If the distribution is continuous, the distribution density can be integrated (double integration) in the area range of p≥2root(q), 1≤p≤6, 1≤q≤6. But now it is not a continuous distribution, and the integral becomes a sum. Assuming that the dice are equal, the probability of generating various numbers is the same, and the combination of P and Q has 6x6=36 possibilities, and the probability of each occurrence is 1/36 (equivalent to distribution density), then when p≥2root(q), 1≤p≤6, 1 ≤ Q ≤ is calculated.

Q= 1: P is desirable, 2,3,4,5,6, then1/36+1/36+1/36+1/36+1.
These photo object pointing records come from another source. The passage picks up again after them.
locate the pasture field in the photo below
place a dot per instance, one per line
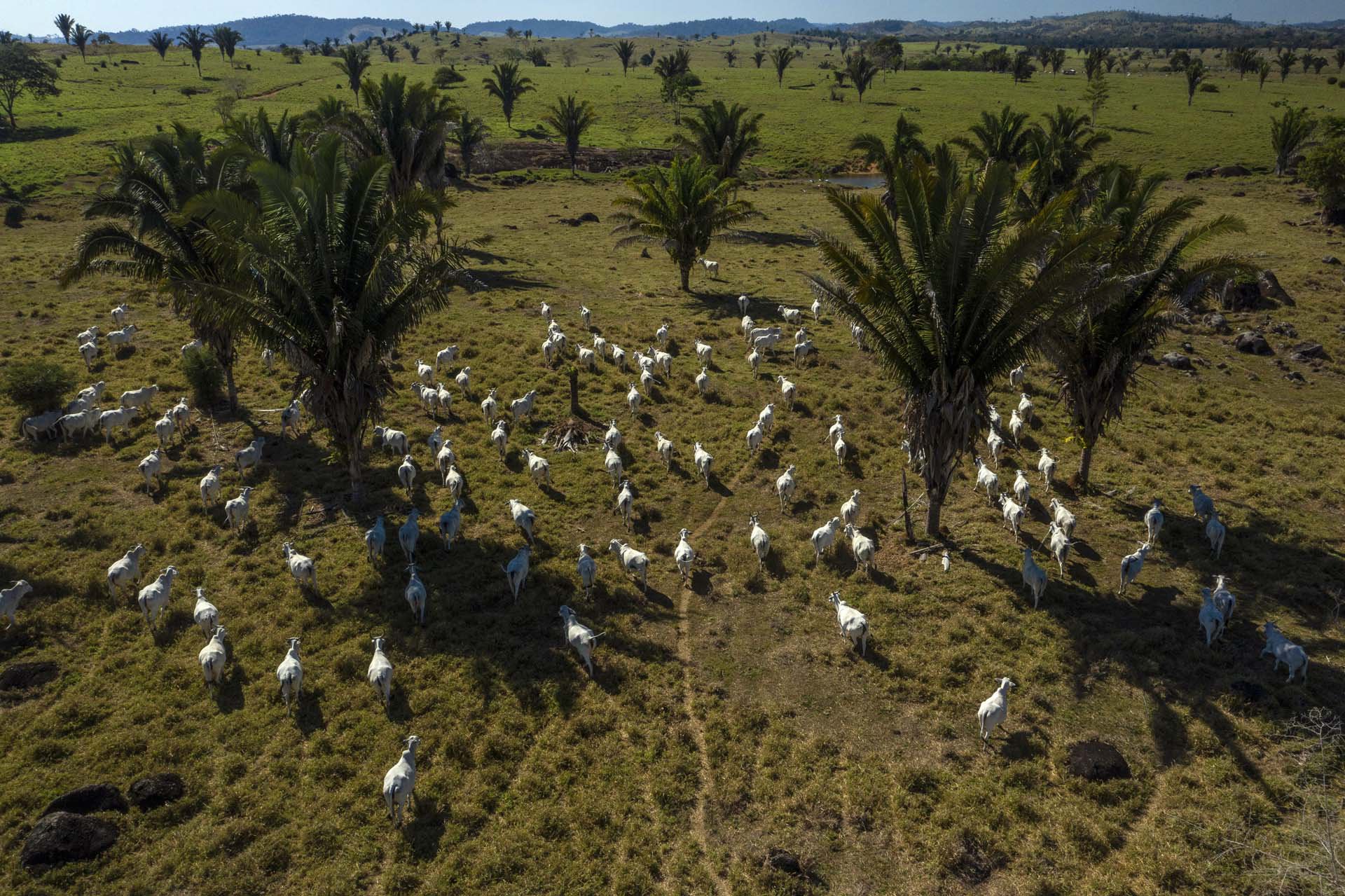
(728, 719)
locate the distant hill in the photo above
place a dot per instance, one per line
(269, 32)
(574, 29)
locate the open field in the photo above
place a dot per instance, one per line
(726, 719)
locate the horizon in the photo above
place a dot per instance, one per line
(143, 15)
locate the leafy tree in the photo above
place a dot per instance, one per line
(723, 136)
(1286, 61)
(507, 85)
(469, 137)
(81, 36)
(195, 41)
(1099, 345)
(147, 233)
(680, 207)
(1196, 76)
(160, 42)
(334, 273)
(949, 295)
(861, 71)
(23, 73)
(571, 118)
(1001, 137)
(354, 62)
(626, 53)
(780, 58)
(1289, 135)
(65, 23)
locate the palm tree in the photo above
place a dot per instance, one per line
(624, 51)
(680, 207)
(81, 36)
(949, 295)
(780, 58)
(507, 85)
(333, 273)
(861, 71)
(354, 62)
(195, 41)
(571, 118)
(1099, 346)
(160, 42)
(1286, 61)
(469, 136)
(408, 125)
(723, 136)
(1289, 135)
(1194, 77)
(997, 139)
(65, 23)
(151, 237)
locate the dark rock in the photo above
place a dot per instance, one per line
(1177, 361)
(158, 790)
(67, 837)
(1309, 352)
(1270, 288)
(1253, 343)
(90, 798)
(26, 676)
(1248, 691)
(1096, 760)
(1241, 296)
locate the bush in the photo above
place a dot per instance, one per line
(203, 374)
(38, 387)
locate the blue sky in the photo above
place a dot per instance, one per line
(30, 18)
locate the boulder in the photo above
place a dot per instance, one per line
(1096, 760)
(1177, 361)
(1241, 296)
(90, 798)
(158, 790)
(67, 837)
(1253, 343)
(1270, 288)
(27, 676)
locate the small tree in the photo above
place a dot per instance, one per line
(1289, 135)
(23, 73)
(571, 118)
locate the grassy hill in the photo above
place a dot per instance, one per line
(728, 722)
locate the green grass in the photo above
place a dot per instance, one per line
(725, 720)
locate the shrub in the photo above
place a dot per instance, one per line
(203, 374)
(38, 387)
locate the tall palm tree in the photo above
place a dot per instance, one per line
(1001, 137)
(949, 295)
(149, 236)
(65, 23)
(681, 207)
(723, 136)
(331, 270)
(160, 42)
(1098, 347)
(81, 36)
(195, 41)
(507, 85)
(780, 58)
(571, 118)
(354, 62)
(469, 136)
(406, 124)
(1289, 135)
(861, 71)
(626, 53)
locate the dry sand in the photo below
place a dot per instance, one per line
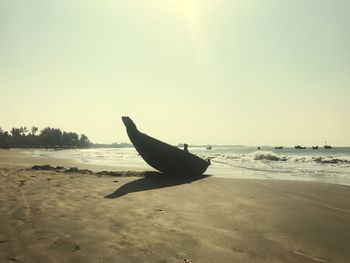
(64, 217)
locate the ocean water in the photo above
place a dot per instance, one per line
(327, 166)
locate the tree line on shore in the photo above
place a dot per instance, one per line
(47, 138)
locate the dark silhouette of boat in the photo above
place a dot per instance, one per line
(299, 147)
(162, 156)
(279, 147)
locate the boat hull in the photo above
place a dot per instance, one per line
(162, 156)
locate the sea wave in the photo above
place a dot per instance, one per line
(267, 156)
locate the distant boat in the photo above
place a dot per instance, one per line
(327, 146)
(162, 156)
(279, 147)
(299, 147)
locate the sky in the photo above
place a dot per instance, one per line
(251, 72)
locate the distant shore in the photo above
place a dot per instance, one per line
(49, 216)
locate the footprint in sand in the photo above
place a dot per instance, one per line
(66, 245)
(305, 254)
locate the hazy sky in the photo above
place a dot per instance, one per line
(252, 72)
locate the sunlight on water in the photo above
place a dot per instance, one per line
(328, 166)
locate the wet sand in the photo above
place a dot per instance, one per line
(49, 216)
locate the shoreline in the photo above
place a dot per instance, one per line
(73, 217)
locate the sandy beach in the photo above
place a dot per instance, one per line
(49, 216)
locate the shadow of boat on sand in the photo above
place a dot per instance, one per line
(154, 180)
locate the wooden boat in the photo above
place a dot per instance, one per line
(299, 147)
(162, 156)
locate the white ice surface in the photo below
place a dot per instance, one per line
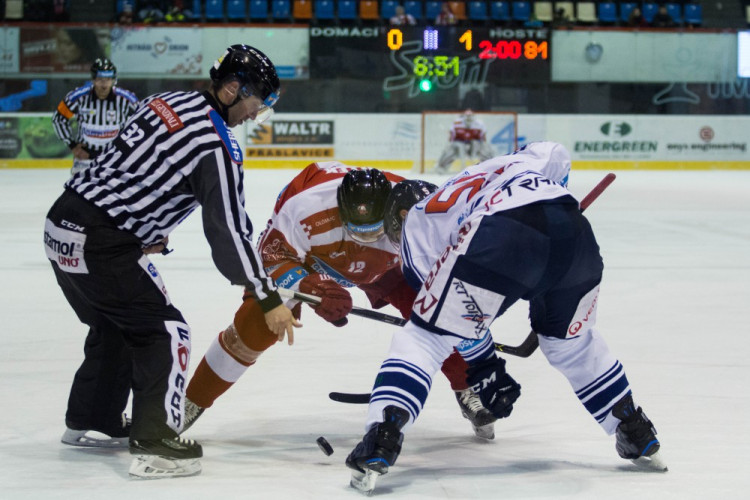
(675, 309)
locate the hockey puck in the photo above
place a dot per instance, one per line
(325, 446)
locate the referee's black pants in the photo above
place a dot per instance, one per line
(137, 339)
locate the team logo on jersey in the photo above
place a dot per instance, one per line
(585, 315)
(467, 310)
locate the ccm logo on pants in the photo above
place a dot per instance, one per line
(65, 248)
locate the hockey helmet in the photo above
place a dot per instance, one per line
(361, 199)
(252, 68)
(469, 117)
(403, 196)
(103, 68)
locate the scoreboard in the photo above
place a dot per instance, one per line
(444, 55)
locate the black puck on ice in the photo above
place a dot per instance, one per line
(325, 446)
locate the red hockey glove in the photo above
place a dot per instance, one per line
(335, 301)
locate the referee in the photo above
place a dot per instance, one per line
(176, 153)
(100, 110)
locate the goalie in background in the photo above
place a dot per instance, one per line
(468, 140)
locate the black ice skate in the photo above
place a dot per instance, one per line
(378, 450)
(192, 412)
(482, 420)
(166, 457)
(636, 436)
(115, 436)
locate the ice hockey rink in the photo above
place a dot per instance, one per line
(674, 309)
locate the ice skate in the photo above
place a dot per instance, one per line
(636, 436)
(378, 450)
(165, 458)
(98, 438)
(482, 420)
(192, 412)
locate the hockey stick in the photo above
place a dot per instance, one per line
(523, 350)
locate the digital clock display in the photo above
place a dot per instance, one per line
(436, 66)
(447, 56)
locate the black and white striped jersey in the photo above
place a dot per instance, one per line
(175, 154)
(99, 120)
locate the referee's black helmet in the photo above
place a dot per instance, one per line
(252, 68)
(103, 68)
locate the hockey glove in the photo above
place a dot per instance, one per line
(335, 300)
(496, 389)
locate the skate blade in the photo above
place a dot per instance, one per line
(156, 467)
(484, 431)
(652, 463)
(92, 439)
(364, 482)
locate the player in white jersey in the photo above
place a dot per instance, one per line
(325, 235)
(503, 230)
(468, 140)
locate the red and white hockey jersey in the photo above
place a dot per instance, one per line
(305, 234)
(464, 130)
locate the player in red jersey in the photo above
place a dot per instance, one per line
(325, 235)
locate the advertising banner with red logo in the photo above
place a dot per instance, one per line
(162, 51)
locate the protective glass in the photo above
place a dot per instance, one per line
(365, 233)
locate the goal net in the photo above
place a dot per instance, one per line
(502, 136)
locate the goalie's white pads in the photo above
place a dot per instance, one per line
(92, 439)
(158, 467)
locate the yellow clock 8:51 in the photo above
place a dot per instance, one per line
(437, 65)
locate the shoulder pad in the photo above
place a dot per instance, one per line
(227, 137)
(76, 94)
(130, 96)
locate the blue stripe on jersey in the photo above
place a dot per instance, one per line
(472, 350)
(395, 397)
(411, 367)
(324, 268)
(402, 382)
(227, 137)
(584, 392)
(605, 394)
(291, 277)
(126, 94)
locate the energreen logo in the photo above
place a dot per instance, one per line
(616, 129)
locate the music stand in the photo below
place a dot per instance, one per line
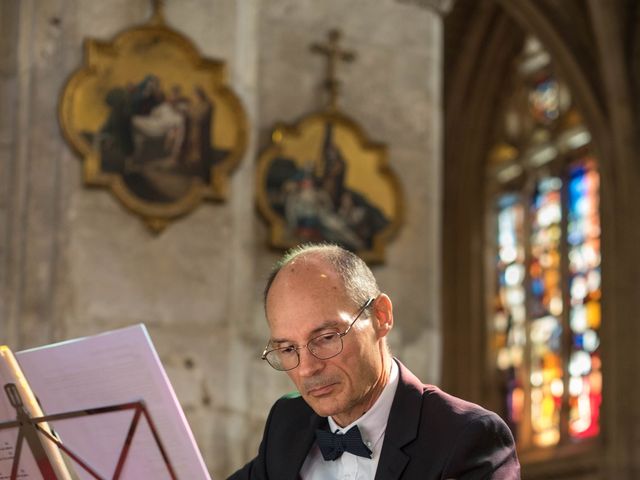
(28, 428)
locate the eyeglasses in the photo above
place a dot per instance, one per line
(323, 347)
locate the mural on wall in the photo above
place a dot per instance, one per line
(322, 179)
(154, 121)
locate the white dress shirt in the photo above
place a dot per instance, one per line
(372, 426)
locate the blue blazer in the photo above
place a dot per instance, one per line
(430, 435)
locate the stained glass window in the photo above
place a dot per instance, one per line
(545, 317)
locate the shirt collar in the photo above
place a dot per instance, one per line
(374, 422)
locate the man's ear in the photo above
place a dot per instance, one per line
(382, 315)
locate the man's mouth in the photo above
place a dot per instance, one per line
(321, 391)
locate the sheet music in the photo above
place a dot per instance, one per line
(114, 368)
(10, 373)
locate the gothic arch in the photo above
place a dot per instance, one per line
(592, 44)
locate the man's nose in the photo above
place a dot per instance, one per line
(309, 364)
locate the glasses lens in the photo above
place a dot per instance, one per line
(283, 358)
(326, 346)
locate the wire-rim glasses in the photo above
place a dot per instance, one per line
(323, 347)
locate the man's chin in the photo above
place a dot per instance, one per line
(324, 407)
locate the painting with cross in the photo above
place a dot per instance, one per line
(323, 179)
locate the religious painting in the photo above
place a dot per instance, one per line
(323, 180)
(154, 121)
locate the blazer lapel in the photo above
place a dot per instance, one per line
(402, 426)
(300, 445)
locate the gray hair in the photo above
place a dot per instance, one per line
(358, 280)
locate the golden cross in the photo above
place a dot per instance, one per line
(333, 53)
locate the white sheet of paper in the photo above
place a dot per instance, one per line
(107, 369)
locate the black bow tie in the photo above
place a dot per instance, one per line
(333, 445)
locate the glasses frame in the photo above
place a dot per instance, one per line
(297, 349)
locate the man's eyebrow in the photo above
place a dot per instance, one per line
(329, 324)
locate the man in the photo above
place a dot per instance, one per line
(329, 323)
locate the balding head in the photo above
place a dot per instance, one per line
(355, 277)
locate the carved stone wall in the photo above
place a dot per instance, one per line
(73, 262)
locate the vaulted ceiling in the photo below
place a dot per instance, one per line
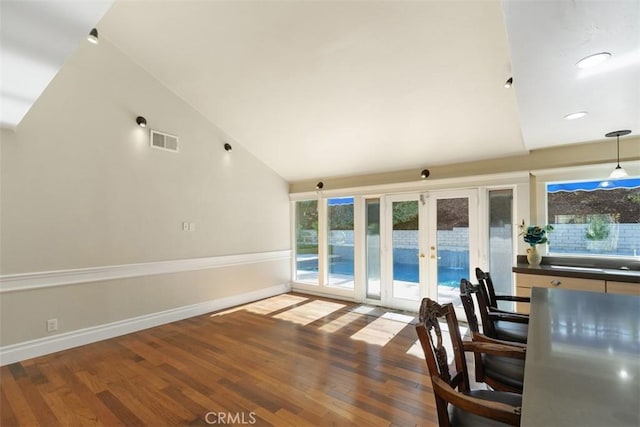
(325, 88)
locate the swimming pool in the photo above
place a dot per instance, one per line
(447, 276)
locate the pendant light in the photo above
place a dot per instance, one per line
(618, 172)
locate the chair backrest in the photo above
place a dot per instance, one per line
(467, 290)
(433, 343)
(486, 285)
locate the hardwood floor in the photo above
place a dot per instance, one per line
(287, 360)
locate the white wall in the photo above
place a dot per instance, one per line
(81, 188)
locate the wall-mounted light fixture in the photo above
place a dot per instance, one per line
(618, 172)
(93, 36)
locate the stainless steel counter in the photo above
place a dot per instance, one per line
(583, 360)
(593, 273)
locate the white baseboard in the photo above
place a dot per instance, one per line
(47, 279)
(39, 347)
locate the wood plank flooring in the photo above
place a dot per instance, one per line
(288, 360)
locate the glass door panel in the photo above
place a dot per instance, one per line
(405, 250)
(452, 244)
(373, 248)
(402, 263)
(307, 241)
(501, 243)
(340, 237)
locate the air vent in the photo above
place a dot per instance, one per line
(164, 141)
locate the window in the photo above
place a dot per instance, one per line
(600, 218)
(307, 241)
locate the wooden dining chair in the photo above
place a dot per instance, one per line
(484, 280)
(456, 403)
(500, 373)
(498, 324)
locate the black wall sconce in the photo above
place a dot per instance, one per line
(508, 83)
(92, 37)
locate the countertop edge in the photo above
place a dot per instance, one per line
(607, 274)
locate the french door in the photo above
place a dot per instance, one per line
(429, 242)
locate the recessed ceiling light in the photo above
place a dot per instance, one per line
(593, 60)
(573, 116)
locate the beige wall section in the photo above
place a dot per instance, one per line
(82, 188)
(594, 153)
(23, 314)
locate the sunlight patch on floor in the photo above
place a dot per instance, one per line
(379, 332)
(268, 305)
(310, 312)
(416, 347)
(398, 317)
(340, 322)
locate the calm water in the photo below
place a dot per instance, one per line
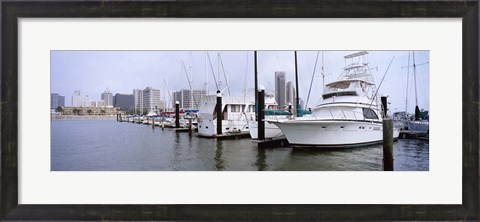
(105, 145)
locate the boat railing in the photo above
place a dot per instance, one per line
(342, 115)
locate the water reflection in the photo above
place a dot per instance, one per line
(261, 160)
(95, 145)
(219, 162)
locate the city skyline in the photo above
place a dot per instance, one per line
(122, 71)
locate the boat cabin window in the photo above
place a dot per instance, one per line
(369, 114)
(326, 96)
(236, 108)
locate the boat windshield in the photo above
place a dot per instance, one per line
(369, 114)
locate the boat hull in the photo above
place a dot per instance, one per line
(332, 133)
(208, 128)
(271, 130)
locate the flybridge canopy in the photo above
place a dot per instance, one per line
(355, 55)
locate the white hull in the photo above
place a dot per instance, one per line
(332, 133)
(271, 130)
(208, 128)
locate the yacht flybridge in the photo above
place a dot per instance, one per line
(350, 113)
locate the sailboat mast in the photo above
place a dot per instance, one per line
(415, 79)
(296, 85)
(408, 77)
(417, 110)
(256, 83)
(190, 83)
(181, 85)
(323, 73)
Q=2: P desirable, 3, 4, 5, 6, 4/36.

Q=3: P is desirable, 4, 5, 6, and 3/36 is used.

Q=4: P is desirable, 4, 5, 6, and 3/36 is used.

Q=5: P desirable, 5, 6, 2/36.

Q=6: P desirable, 5, 6, 2/36.

(The above is equivalent to the first multiple integral)

Add it again (equivalent to the second double integral) as follows:

5/36 + 4/36 + 3/36 + 3/36 + 2/36 +2/36 = 19/36。 That is, the probability of real number solution is 19/36.

(2) Find the probability that the equation in (1) has two identical real number solutions.

At this time, it is required that b 2-4ac > 0. That is, p > 2 roots (q)

Compared with the above-mentioned solution with real numbers, the equation will only occur when q= 1 4, so two cases of p=2 when q = 1 and p=4 when q=4 are removed, that is, the probability is 17/36.